Often these questions aren’t even consciously asked by those believing, disbelieving, or suspending both until the data are in.

But the first two involve belief or disbelief first, followed by a attempts at conscious justification, often subjectively ironclad, and often fallacious, whereas the third involves deliberation, a weighing of evidence and argument, followed by a tentative conclusion, possibly with leanings toward either end of a continuum of credulity to denial, but a conclusion subject to newer and better information and reasoning as they are presented.

The third option is uncommon, and involves thinking unfamiliar to most of us, but as it occurs with perfectly normal human brains operating with the proper training and accumulated habit, it is every bit as human as reflexive acceptance or knee-jerk rejection.

It’s something we probably did not specifically evolve to do, but like playing a piano, also without a direct adaptive function, we can learn to do, and quite skillfully for many of us.

I think it’s something worth doing, but it requires that we consciously override some of our impulses, consider our thinking, our motivations, and mind the soundness of our reasoning and solidity of the facts we claim, and always consider that these things all have limits — they are fallible, but used well and with care, reliable and effective as paths to real knowledge.

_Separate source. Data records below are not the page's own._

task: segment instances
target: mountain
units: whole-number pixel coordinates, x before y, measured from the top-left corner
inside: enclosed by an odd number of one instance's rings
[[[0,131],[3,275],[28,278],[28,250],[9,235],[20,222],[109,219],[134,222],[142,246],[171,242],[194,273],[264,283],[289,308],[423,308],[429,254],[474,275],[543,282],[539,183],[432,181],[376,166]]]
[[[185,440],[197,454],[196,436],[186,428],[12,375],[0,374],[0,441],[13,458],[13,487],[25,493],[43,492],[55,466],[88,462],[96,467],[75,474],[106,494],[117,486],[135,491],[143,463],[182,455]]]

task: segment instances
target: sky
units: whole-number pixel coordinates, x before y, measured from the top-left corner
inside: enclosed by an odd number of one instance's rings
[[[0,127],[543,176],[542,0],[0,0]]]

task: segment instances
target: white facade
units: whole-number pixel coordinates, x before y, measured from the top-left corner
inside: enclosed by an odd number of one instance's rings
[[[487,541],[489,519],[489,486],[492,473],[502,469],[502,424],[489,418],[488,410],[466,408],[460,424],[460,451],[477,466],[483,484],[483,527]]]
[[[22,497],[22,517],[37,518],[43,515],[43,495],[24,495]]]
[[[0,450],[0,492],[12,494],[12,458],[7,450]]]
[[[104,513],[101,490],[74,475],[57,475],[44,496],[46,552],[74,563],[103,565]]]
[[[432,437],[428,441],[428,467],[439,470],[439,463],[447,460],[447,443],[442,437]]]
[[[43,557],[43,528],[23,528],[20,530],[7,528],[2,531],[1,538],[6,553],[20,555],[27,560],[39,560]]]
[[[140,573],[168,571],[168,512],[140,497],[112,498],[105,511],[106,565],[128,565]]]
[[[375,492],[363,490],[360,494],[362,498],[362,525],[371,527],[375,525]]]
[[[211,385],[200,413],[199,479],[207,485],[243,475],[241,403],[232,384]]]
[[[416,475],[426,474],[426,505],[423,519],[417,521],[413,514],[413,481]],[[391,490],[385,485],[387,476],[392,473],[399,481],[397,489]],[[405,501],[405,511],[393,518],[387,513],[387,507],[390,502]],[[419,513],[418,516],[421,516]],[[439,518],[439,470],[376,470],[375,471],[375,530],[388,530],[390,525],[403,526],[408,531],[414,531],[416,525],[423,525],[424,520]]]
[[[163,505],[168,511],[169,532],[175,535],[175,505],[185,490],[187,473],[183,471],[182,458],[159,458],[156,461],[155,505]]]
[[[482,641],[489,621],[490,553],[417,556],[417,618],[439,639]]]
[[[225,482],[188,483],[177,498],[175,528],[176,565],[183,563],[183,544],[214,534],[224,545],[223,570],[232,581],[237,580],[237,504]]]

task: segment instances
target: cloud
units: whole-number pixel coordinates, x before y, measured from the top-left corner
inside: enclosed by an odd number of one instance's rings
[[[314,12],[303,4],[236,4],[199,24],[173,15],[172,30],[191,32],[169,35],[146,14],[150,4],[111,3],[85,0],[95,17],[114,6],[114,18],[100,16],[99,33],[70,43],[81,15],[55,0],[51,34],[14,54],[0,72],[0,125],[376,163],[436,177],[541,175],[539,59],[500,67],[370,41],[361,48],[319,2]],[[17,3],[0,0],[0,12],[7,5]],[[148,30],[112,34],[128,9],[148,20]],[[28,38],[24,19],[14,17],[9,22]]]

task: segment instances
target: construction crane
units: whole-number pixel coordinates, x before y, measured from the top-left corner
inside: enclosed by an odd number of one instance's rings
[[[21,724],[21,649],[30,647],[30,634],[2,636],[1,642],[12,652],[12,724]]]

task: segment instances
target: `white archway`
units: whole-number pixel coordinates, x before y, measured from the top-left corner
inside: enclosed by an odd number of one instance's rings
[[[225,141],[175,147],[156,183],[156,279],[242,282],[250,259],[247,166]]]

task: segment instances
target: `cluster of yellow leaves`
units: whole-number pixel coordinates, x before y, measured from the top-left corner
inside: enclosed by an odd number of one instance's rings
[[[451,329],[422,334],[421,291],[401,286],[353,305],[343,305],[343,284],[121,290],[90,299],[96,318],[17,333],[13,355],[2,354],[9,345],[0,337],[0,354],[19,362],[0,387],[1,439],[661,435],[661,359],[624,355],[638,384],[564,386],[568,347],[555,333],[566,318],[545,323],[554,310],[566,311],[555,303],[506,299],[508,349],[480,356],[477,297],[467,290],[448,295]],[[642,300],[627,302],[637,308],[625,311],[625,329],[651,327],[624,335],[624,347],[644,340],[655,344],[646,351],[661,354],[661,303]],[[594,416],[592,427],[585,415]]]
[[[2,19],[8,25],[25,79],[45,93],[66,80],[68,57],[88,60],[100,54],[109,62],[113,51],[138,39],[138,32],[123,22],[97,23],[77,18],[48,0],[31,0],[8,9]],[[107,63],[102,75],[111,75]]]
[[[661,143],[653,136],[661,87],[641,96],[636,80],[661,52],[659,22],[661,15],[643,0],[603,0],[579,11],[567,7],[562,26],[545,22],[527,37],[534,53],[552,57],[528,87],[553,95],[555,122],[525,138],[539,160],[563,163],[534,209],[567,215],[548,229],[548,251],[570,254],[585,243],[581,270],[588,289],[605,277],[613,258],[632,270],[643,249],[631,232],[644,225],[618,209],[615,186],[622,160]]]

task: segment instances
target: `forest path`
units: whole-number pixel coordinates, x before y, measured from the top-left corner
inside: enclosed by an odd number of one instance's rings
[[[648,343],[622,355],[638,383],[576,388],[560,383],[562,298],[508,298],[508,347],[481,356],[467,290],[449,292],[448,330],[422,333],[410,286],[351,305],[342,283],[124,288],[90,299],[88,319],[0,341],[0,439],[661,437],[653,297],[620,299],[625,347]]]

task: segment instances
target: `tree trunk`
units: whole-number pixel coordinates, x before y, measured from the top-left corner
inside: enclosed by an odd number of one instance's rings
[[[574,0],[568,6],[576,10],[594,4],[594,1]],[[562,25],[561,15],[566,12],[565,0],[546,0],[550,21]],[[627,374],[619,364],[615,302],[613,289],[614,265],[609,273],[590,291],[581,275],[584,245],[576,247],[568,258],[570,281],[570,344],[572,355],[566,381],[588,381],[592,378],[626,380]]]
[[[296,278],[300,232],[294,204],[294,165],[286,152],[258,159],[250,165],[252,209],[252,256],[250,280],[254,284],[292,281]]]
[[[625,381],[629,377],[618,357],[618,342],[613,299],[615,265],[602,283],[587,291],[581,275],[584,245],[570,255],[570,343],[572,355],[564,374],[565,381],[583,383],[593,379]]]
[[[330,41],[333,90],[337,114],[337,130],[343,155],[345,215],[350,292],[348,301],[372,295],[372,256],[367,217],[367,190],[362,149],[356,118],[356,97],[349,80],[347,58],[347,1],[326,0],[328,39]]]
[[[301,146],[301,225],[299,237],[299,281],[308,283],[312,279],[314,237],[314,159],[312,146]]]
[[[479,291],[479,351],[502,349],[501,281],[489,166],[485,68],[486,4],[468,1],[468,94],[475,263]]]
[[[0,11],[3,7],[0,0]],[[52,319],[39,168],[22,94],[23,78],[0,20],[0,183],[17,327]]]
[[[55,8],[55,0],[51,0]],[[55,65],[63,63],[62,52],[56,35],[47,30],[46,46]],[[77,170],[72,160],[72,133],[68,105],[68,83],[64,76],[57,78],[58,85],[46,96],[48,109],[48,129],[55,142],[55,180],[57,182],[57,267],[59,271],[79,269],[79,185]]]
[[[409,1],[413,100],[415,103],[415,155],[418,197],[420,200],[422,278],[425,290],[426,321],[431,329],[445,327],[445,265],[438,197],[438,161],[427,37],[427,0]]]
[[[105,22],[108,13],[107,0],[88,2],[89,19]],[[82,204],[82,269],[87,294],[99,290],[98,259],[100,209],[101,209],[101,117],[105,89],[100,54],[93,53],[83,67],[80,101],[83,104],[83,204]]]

We must consider the input and critiques of others, for alone we are prone to misleading ourselves, even the smartest and best educated of us, with our own biases and fallacies of thinking and memory.

To quote the late Carl Sagan, “Valid criticism does you a favor.”

This is why modern science acts as a community, so that research workers can get public input from their colleagues, cross-check their findings, and it is the reason that external replication of results is of the greatest importance — one-off phenomena that are impossible to verify objectively are of little use, and any finding must at least in principle be testable, or it cannot be demonstrably known.

Scientific inquiry works as effectively as it does, because unlike any other set of methods, it can tell us when we are wrong, and even when we are, to sometimes continue to reap discoveries from failed ideas that lead to new territory.

Is there something better than this now? Will there be, ever?

I don’t know, to both questions. If such a set of methods exists, I’ve not heard of it, and apparently, neither has anyone else I know of.

But if and when something superior comes along, that more effectively and accurately does what scientific inquiry, and as part of it, skeptical inquiry does at the moment, then I shall happily change my mind about science and support whatever works best instead.